JCSDA / spack-stack

Creative Commons Zero v1.0 Universal
24 stars 43 forks source link

Run package tests with every deployment #1184

Open AlexanderRichert-NOAA opened 1 month ago

AlexanderRichert-NOAA commented 1 month ago

I suggest we add unit testing to our standard installation steps on supported platforms. This will help us catch various issues early, including platform config issues, portability problems, compiler issues, and so on. I'd love to have something in place for the 1.8.0 release, even if it's just for a handful of packages (NCEPLIBS would be a good place to start). We don't have run-time (as opposed to install-time) tests implemented for as far as I know any of our packages, so I think it makes sense to focus on install-time tests, though that's certainly up for discussion.

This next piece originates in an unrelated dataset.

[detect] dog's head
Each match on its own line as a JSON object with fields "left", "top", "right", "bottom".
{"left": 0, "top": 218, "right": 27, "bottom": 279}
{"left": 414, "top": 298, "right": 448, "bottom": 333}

I'm thinking of changing our installation procedures to something to the effect of:

# Set up environment as usual
spack concretize 2>&1 | tee log.concretize
# New step that will test packages specified in, say, setup.sh:
spack install --verbose --test root $SPACK_STACK_PACKAGES_TO_TEST 2>&1 | tee log.install_withtesting
# Install the rest of the stack as usual:
spack install --verbose 2>&1 | tee log.install

Here is a list of packages that can easily be tested right off the bat; I'll create a PR with setup.sh and doco updates:

Here are some packages that have testing but need some kind of fixing:

climbfuji commented 1 month ago

Let's talk about this at tomorrow's spack-stack meeting. I agree with you 100% that regular testing on tier-1 platforms is needed. We did have similar ideas and efforts in the past, and there are even open (and closed) issues for that.

edwardhartnett commented 1 month ago

This is essential.

A recent example was the parallel I/O problems that absorbed a lot of debugging time, and ended up being a problem with HDF5-1.14.0. However, running the HDF5 tests showed the problem right away.

If the tests had been run at install, an expensive debugging effort would have been saved. Countless hours were spent checking various components before this was resolved.

The entire IO stack needs to be tested on every single install.

NetCDF and HDF5 need to have their parallel tests run as well. I can work with some slurm expert to get these tests to run out of the box on future releases of netcdf-c, and potentially HDF5.

Running the tests is the best way to find WCOSS2 portability issues. If the tests pass on my machine, but fail on WCOSS2, that is a problem that needs to be solved, before anything else happens. If the netCDF tests fail, just stop the bus and get off. You're not going anywhere until that's fixed.

So let's put the process in place to discover that problem as soon as we can.